My little knowledge of him comes via the books, so of no help to you.  I imagine you've got or read all and any biographies, but have you also looked into the National Maritime Museum at Greenwich?  I'm guessing a personal visit isn't on the cards for you, but I know it's possible to access some information online from their archives.

Anyhow, good luck with it!  Sounds like you're planning some rollicking adventures with your space opera!


----------



## Montero (Sep 24, 2021)

I'd never heard of Cochrane until now, but have read Hornblower repeatedly.

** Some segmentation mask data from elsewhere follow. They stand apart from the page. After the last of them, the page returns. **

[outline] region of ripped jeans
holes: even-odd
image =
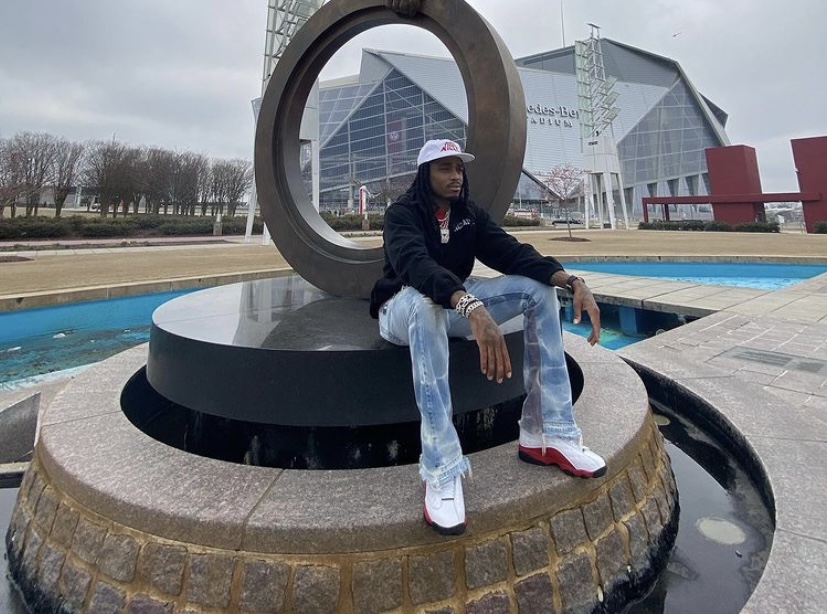
[[[579,442],[554,288],[519,275],[471,277],[465,288],[485,304],[498,324],[523,315],[526,398],[520,428],[542,434],[544,441]],[[453,309],[405,287],[380,309],[379,332],[395,345],[410,347],[414,396],[422,416],[419,473],[433,486],[444,486],[470,469],[451,421],[448,338],[469,337],[471,327]]]

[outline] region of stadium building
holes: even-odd
[[[617,94],[612,128],[630,216],[642,217],[645,196],[708,194],[704,150],[729,144],[726,113],[694,88],[675,60],[605,38],[600,45]],[[515,63],[527,139],[514,206],[536,208],[548,198],[537,176],[565,163],[584,168],[575,47]],[[410,183],[426,140],[465,142],[467,118],[452,59],[364,50],[358,75],[322,83],[319,91],[321,209],[353,208],[360,186],[383,207]],[[305,168],[309,183],[309,164]],[[617,207],[621,195],[613,195]]]

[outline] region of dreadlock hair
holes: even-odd
[[[410,187],[405,191],[405,194],[415,197],[423,203],[433,204],[434,193],[431,190],[431,163],[426,162],[420,164],[416,171],[416,177]],[[468,203],[468,175],[465,174],[465,167],[462,167],[462,188],[460,188],[459,196],[451,199],[451,203],[459,203],[466,205]]]

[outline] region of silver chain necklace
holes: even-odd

Regarding raiding nations he was in service to so he could pay his crew. My first response and I'm a UK person, is "good for him sticking up for his crew, shame that he had to go that far" with a secondary thought of "hope he didn't hurt anyone,. because if he did I wouldn't agree" and "I really should read up on this before I comment maybe it isn't as justified as he thought and he just got impatient". So there you have a vaguely person on the street reaction from one UK person.


----------



## Deke (Sep 24, 2021)

Montero said:


> I'd never heard of Cochrane until now, but have read Hornblower repeatedly.
> 
> Regarding raiding nations he was in service to so he could pay his crew. My first response and I'm a UK person, is "good for him sticking up for his crew, shame that he had to go that far" with a secondary thought of "hope he didn't hurt anyone,. because if he did I wouldn't agree" and "I really should read up on this before I comment maybe it isn't as justified as he thought and he just got impatient". So there you have a vaguely person on the street reaction from one UK person.


Excellent the UK civilian body has approved my using Cochrane as inspiration for a space captain.


----------



## Deke (Sep 24, 2021)

The Judge said:


> Well, you'll be following in famous footsteps if you use Cochrane's personality and exploits as a template, since both Horatio Hornblower and Jack Aubrey are said to be based on him!
> 
> My little knowledge of him comes via the books, so of no help to you.  I imagine you've got or read all and any biographies, but have you also looked into the National Maritime Museum at Greenwich?  I'm guessing a personal visit isn't on the cards for you, but I know it's possible to access some information online from their archives.
> 
> Anyhow, good luck with it!  Sounds like you're planning some rollicking adventures with your space opera!


Mmm I will google the museum and see if I can find any fun tid bits. I find a lot of my favorite pieces to use when writing are small things that get overlooked when we study history in broad swathes. That might explain my obsession with War Stories with Mark Felton.


----------



## paranoid marvin (Sep 24, 2021)

One of Bernard Cornwell's Sharpe novels (Sharpe's Devil) features Thomas Cochrane. Cornwell does tend to take some liberties, but it may be worth a read to see some of the character of the man.


----------



## Deke (Sep 25, 2021)

paranoid marvin said:


> One of Bernard Cornwell's Sharpe novels (Sharpe's Devil) features Thomas Cochrane. Cornwell does tend to take some liberties, but it may be worth a read to see some of the character of the man.


I do love Sharpe, although I have only seen the Sean Bean series not read the book, I’ll def give this a look, thanks.


----------



## Montero (Sep 25, 2021)

There are a lot more books than were televised. I love the Sean Bean series too.

I do know some re-enactors who get a little sniffy about the version of Over the Hills and Far Away - it was originally written for Marlborough's campaign in the reign of Queen Anne. Wouldn't surprise me if it was re-worded in the Napoleonic era though. So King George commands and we obey, was originally Queen Anne commands and we obey,


----------